30 min de lecture Apprendre Kubernetes — Chapitre 7

Maîtrise le RBAC Kubernetes : Roles, ClusterRoles, Bindings et contrôle d'accès granulaire.

🎯 Objectif : À la fin de ce chapitre, tu sauras configurer le RBAC Kubernetes pour contrôler précisément qui fait quoi dans ton cluster. ⏱️ Durée estimée : 50 minutes | Niveau : Avancé

Tu as un cluster Kubernetes qui tourne. Les Pods se déploient, les Services répondent, tout roule. Puis un dev junior exécute kubectl delete namespace production un vendredi à 17h. Game over.

Le RBAC — Role-Based Access Control — c’est le mécanisme natif de Kubernetes pour éviter ce genre de catastrophe. Il répond à une question simple : qui a le droit de faire quoi, et où ? Sans RBAC correctement configuré, chaque utilisateur et chaque Pod a potentiellement les clés du royaume.

Pourquoi le RBAC est non négociable

Dans un cluster partagé par plusieurs équipes, le RBAC n’est pas un nice-to-have. C’est la première ligne de défense.

Sans RBAC, un ServiceAccount compromis dans un Pod peut lister les Secrets de tout le cluster, modifier des Deployments, voire supprimer des namespaces entiers. Le principe est simple : chaque utilisateur, chaque application ne reçoit que les permissions strictement nécessaires à son travail. C’est le moindre privilège, appliqué à Kubernetes.

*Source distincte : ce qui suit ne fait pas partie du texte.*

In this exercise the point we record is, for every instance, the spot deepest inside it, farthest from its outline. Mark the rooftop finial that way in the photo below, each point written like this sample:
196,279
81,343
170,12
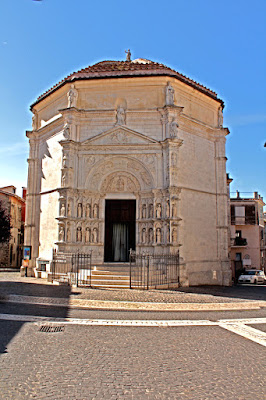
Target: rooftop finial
128,55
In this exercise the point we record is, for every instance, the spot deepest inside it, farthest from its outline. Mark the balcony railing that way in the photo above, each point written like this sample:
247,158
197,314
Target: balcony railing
239,242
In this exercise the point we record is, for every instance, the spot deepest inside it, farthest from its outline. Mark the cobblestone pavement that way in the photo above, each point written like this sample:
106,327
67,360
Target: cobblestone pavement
185,363
12,283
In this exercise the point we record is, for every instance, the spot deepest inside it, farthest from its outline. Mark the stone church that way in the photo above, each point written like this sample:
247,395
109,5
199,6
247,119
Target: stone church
130,155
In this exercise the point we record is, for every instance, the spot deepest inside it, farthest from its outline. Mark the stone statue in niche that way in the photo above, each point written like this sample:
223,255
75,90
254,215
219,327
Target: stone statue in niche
68,234
79,234
174,235
120,184
34,121
168,233
95,211
169,95
64,164
72,97
63,180
173,129
173,159
128,53
66,131
63,210
95,235
79,210
144,211
158,235
143,235
151,235
158,210
120,116
61,234
150,210
88,210
220,117
167,209
88,235
174,210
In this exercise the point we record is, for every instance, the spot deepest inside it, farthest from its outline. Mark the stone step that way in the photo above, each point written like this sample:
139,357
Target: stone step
109,277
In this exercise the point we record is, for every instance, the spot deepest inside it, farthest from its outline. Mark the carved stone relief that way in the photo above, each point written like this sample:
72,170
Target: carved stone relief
95,235
72,97
120,183
79,210
158,235
169,95
151,235
88,210
158,210
144,209
61,233
143,235
95,211
63,210
150,210
88,235
79,234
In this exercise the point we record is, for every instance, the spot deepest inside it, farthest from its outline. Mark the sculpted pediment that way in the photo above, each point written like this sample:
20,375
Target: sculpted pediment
119,135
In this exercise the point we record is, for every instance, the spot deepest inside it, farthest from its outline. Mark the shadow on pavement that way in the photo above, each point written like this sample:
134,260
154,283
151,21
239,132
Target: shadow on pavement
245,292
9,328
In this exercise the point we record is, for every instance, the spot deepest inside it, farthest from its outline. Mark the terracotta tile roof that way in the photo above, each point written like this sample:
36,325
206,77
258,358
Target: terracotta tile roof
119,69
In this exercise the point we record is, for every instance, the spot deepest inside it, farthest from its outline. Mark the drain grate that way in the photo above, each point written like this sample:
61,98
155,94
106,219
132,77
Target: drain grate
48,329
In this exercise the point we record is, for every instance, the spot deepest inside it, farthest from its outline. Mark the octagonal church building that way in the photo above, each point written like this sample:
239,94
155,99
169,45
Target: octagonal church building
130,155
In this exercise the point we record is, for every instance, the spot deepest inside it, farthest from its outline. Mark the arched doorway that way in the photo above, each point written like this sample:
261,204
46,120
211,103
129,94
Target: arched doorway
120,230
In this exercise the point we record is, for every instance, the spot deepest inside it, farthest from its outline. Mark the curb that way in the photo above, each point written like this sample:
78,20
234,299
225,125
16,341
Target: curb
132,306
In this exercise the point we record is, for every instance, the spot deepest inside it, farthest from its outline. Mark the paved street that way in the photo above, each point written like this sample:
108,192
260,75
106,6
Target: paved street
51,352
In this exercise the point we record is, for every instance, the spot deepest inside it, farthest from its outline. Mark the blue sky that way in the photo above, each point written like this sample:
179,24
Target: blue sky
219,44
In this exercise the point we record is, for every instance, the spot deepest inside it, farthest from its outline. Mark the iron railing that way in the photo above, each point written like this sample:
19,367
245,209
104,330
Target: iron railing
74,269
153,270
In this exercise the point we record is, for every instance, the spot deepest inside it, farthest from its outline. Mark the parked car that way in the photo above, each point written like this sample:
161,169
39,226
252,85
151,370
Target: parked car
252,276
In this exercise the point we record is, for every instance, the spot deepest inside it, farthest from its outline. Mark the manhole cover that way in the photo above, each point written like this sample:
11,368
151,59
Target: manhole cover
49,329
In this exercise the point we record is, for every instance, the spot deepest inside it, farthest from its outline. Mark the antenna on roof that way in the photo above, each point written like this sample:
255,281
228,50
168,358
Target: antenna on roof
128,55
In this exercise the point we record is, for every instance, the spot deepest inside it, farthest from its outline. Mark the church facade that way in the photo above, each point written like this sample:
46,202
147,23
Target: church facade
130,155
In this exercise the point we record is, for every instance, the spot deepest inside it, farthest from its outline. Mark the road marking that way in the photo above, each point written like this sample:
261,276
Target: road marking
246,331
237,326
133,306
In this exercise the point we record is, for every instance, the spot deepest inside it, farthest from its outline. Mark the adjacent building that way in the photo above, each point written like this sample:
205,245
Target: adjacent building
11,252
247,233
130,154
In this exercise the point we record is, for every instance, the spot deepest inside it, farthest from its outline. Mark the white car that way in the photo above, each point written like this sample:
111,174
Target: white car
252,276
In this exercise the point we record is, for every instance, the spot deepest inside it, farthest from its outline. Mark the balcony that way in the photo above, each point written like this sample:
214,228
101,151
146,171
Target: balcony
239,242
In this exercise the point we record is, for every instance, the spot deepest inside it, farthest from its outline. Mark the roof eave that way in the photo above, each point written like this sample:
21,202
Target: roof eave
77,78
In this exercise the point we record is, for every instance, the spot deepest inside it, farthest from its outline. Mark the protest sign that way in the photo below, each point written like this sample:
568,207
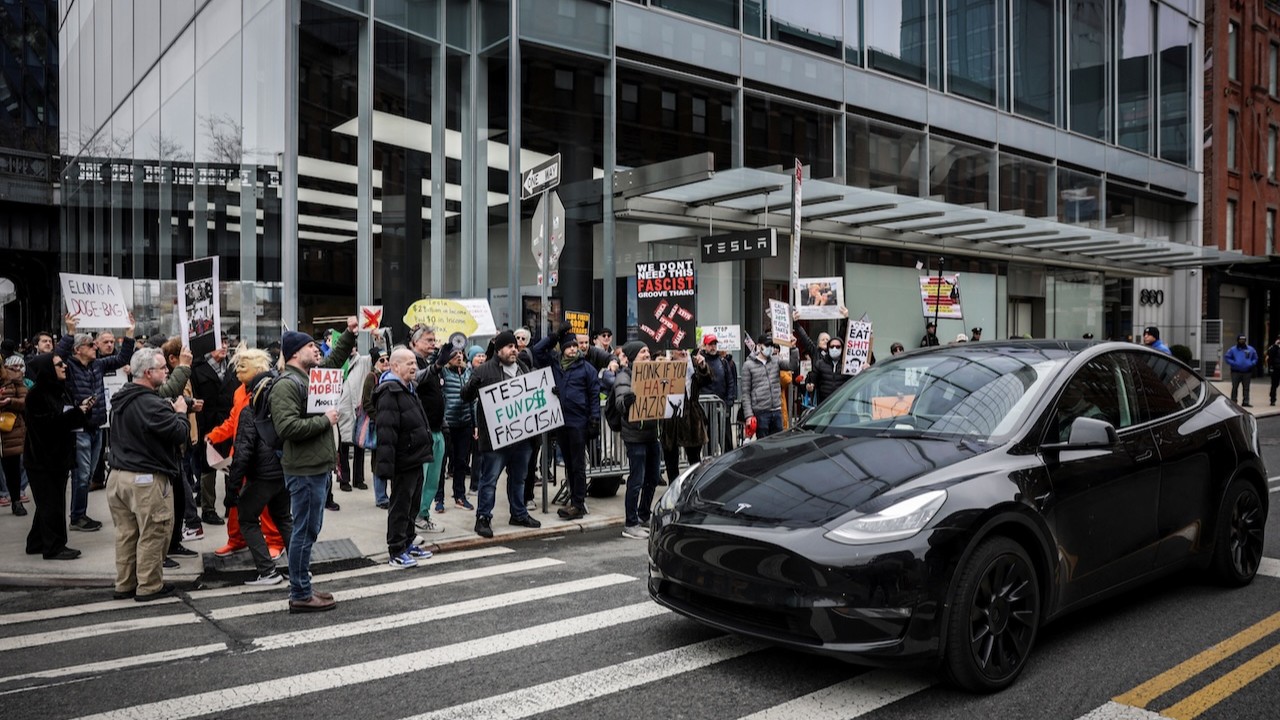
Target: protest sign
780,320
324,388
199,311
659,387
470,317
666,297
96,301
858,346
521,408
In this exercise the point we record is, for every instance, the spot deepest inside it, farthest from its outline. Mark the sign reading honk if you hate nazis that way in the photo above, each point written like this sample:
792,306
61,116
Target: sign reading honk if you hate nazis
521,408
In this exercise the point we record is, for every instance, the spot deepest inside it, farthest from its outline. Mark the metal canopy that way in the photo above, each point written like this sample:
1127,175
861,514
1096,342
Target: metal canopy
745,197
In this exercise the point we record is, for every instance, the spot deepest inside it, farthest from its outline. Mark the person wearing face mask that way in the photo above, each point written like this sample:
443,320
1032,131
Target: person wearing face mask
760,390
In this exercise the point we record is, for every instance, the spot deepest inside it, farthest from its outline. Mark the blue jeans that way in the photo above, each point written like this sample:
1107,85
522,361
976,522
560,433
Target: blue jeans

🔥 Cas réel : En 2021, Tesla a subi une intrusion via un dashboard Kubernetes exposé sans authentification. Les attaquants ont accédé aux credentials AWS stockés dans le cluster et miné du crypto sur l’infra cloud. Un RBAC strict + des ServiceAccounts verrouillés auraient bloqué la propagation.

Le RBAC protège contre trois scénarios concrets :

  • L’erreur humaine — un dev qui supprime la mauvaise ressource dans le mauvais namespace
  • La compromission applicative — un Pod hacké qui tente d’explorer le cluster
  • L’escalade de privilèges — un utilisateur qui accède à des Secrets auxquels il ne devrait pas toucher

Comprendre les quatre objets RBAC

Le RBAC Kubernetes repose sur quatre ressources qui fonctionnent en duo : les rôles définissent les permissions, les bindings les attribuent à des sujets.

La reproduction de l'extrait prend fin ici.